Алекс сделала глоток воды.
— Юридически, — сказала она, — я за огнестрельное оружие.
— Это ненормально, — сказала Алекс, стоя на кухне у Лейси. — Я захожу на интернет-сайты с мантиями, а там все модели похожи на игрока в американский футбол с грудью. В представлении общественности судья-женщина должна быть как медведь. — Она выглянула в коридор и крикнула: — Джози! Считаю до десяти, и мы едем!
— А выбрать есть из чего?
— Ага. Черная мантия… или черная. — Алекс скрестила руки на груди. — Можно заказать из хлопка с полиэстером или только из полиэстера. Можно выбрать с широкими рукавами или собранными. Они все ужасные. Я всего лишь хочу что-то с подчеркнутой талией.
— Кажется, Вера Вонг не делает модели для судей, — заметила Лейси.
— Не делает. — Она опять высунула голову в коридор. — Джози! Время истекло!
Лейси отложила кухонное полотенце, которым вытирала посуду, и последовала за Алекс в коридор.
— Питер! Мама Джози уезжает домой! — Когда ответа от детей не последовало, она направилась наверх. — Прячутся, наверное.
Алекс поднялась за ней в комнату Питера, где Лейси уже открыла дверцы шкафа и проверила под кроватью. Только вернувшись вниз, они услышали приглушенные голоса из подвала.

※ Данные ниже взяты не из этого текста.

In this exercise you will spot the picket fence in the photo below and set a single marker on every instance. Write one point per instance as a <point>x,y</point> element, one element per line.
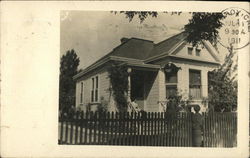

— Тяжелый, — сказала Джози.
Затем голос Питера:
— Вот. Вот так.
Алекс спустилась по деревянным ступенькам. Под домом Лейси находился столетний погреб с земляным полом и паутиной, похожей на рождественские украшения. Она шла на шепот, доносившийся из угла подвала, и там, за коробками и полками, заставленными домашним вареньем, стояла Джози, держа в руках ружье.
— О Господи! — задохнулась Алекс, и Джози развернулась, направив ствол на нее.
Лейси схватила ружье и отвернула в сторону.
— Где вы это взяли? — строго спросила она, и, похоже, только тогда Питер и Джози поняли, что что-то не так.
— Питер, — сказала Джози. — У него был ключ.
— Ключ? — закричала Алекс. — От чего?
— О сейфа, — пробормотала Лейси. — Он, наверное, видел, как Льюис доставал ружье, когда ходил на охоту в прошлые выходные.
— Моя дочь ходит к вам в гости уже кто знает сколько времени, а у вас по дому валяются ружья?
— Они не валяются, — возразила Лейси. — Они закрыты в специальном сейфе.
— Который может открыть пятилетний ребенок!
— Льюис хранит патроны…
— Где? — спросила Алекс. — Или давай спросим у Питера?
Лейси повернулась к Питеру:
— Ты же знаешь, что ружье нельзя трогать. Зачем ты это сделал?